003: Rails Sexy Validations Gotcha -- Validating Uniqueness

September 17, 2010

Note It’s not very safe to only have the unique constraint in your code. It should be in your database to avoid a situation where two instances of the application write to the database with the same value at the same time.

WHAT

Rails 3 brought about sexy validations. These are ways to more intuitively define what is and is not valid for the attributes of your models. When trying to validate unique records, I was surprised to find that it was case sensitive (‘Case’ and ‘case’ are considered unique).

WHY

The new syntax supports lots of interesting things like

validates :name, :presence => true, :uniqueness => true

While using the fantastic shoulda gem from thoughtbot, I quickly found out that one cannot currently validate case-insensitivity the new way without writing a custom validation.

LESSON

For the attributes I need to be unique regardless of case, I’ve stuck with the older syntax.
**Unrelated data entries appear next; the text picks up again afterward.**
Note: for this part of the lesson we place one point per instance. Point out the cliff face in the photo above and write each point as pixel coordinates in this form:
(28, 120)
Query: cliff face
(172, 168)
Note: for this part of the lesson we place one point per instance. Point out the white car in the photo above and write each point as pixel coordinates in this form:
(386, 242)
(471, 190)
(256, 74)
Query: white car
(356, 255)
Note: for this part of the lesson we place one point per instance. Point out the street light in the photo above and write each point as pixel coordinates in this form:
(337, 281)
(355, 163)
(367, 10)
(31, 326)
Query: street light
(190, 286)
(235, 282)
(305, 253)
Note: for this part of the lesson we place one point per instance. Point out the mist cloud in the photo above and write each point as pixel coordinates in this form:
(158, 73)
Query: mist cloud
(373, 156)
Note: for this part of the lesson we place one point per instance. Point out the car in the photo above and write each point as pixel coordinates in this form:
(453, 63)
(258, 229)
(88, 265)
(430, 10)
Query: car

validates_uniqueness_of :name, :case_sensitive => false

The new, lighter syntax is more fun and readable to use when it works for your needs. All functionality doesn’t yet appear to be there.

SUPPORTING EVIDENCE

Rails 3 API Docs

Shoulda Test

require 'test_helper'
class UserTest < ActiveSupport::TestCase
  context "user creation" do
    subject { Factory(:charles) }
    should validate_presence_of :name
    should validate_uniqueness_of(:name).case_insensitive
  end
end

Shoulda Result Without case_sensitive => false

Expected errors to include “has already been taken” when name is set to “cHARLES”, got no errors.Expected block to return true value.